Anniversary Event - Press Release
The Restorative Justice Project will celebrate its fifth anniversary with a night of celebration at Point Lookout in Northport on April 10.
With a theme of “Celebrating Second Chances,” the fundraising event will include a silent auction, a cash bar, dinner and dancing to the Bel-Isle Jazz Group. Proceeds will benefit RJP’s youth programs in area schools and juvenile court. Tickets are $50 and are available by calling RJP at 338-2742.
In late 2003 Dr. T. Richard Snyder met with Waldo County Sheriff Scott Story to explore his interest in restorative justice. Snyder had recently retired to Northport with his wife Cassie after a career as a professor and dean at New York Theological Seminary. With Sheriff Story’s support, Snyder gathered a small steering committee that worked for more than a year to create the Restorative Justice Project of the Midcoast. Then in 2005 a part-time coordinator was hired and work began with inmates at the Waldo County Jail, juvenile offenders awaiting court hearings and students at the Troy Howard Middle School in Belfast. In 2007 RJP expanded to include Knox County.
Restorative Justice is an alternative to the current criminal justice system that stresses repairing injuries done to victims of crime, holding offenders responsible for the harm they caused, offering options to jail and school expulsions that are rehabilitative rather than just punitive, promoting healthy decision-making as a way to reduce recidivism, reintegrating offenders into the community and engaging community volunteers (currently over 60) as partners in restorative responses to crime.
In its short history, RJP has offered a successful alternative to incarceration and helped to reduce recidivism significantly. Its mentors have provided long-term help for scores of inmates as they re-enter the community, offered mentoring to dozens of offenders who have been referred to RJP rather than to jail, and mentored more 80 juvenile offenders who were referred by probation, the courts, or law enforcement. RJP has been a significant presence in schools statewide as well by offering restorative measures and conferences as options to expulsions and suspensions for wrongdoing.
Snyder early on developed a close relationship with Waldo County Sheriff Scott Story, who has integrated restorative practices into the county jail and strongly advocated for creation of the state’s first male re-entry facility for inmates that opened this winter in the former jail building.
Snyder, Story and June Koegel, president and chief executive officer of Volunteers of America, NNE, whose agency works closely with RJP and Sheriff Story on constructive options for offenders, will be honored at the April 10 event.
Koegel directs VOA programs in Maine, New Hampshire and Vermont and serves on the national board of the organization. She has also served as chairwoman of the Maine Criminal Justice Commission and is a director of Jobs for Maine Graduates.

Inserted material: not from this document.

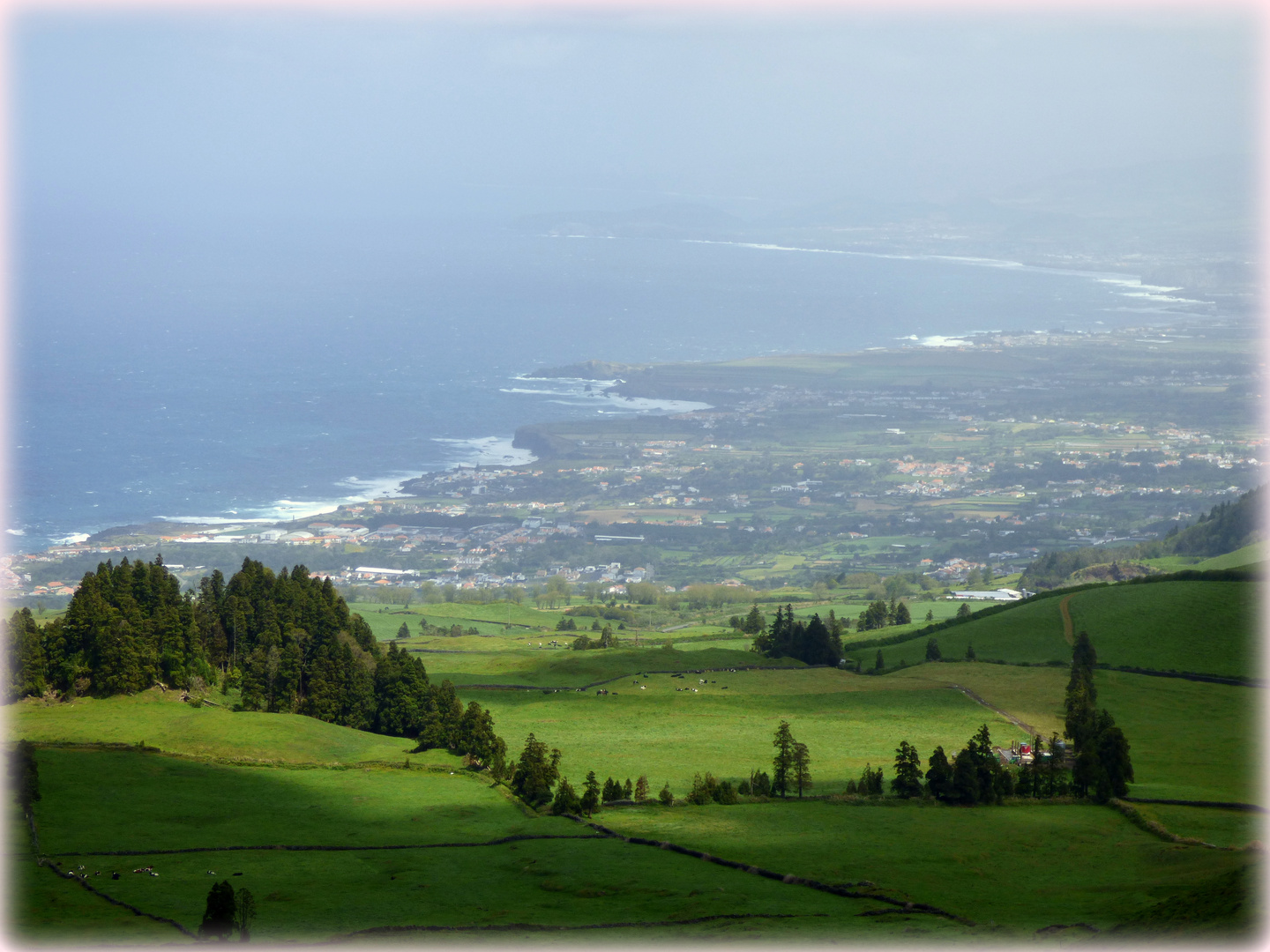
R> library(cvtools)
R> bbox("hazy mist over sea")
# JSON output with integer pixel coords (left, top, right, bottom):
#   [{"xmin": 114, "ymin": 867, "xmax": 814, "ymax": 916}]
[{"xmin": 5, "ymin": 11, "xmax": 1255, "ymax": 550}]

Snyder taught in a master’s program at Sing Sing Prison in New York during his career at New York Theological Seminary, an experience that opened his eyes to the futility of the current approach to corrections. He has studied alternatives in South Africa and Sweden and has lectured widely on the subject. He is the author of “The Protestant Ethic and the Spirit of Punishment,” published in 2001 and is currently the academic dean at Bangor Theological Seminary, confessing that he “flunked retirement.”
Story, who holds an associate degree in Legal Technology from the University of Maine, will seek a fourth term as sheriff in November. He is a member of the state’s Board of Corrections, was president of the Maine Sheriffs Association from 2004-2006 and was co-chairman of the Corrections Alternatives Advisory Committee that made major recommendations for change in 2006.
RJP has a contract with Volunteers of America, to train additional volunteer mentors for the re-entry facility in Belfast, which will help inmates from six coastal counties (from Washington to Sagadahoc) transition back to their communities. The organization now has three full-time staff and two VISTA workers who are developing programs and training volunteers to create restorative practices in Maine schools and institutions.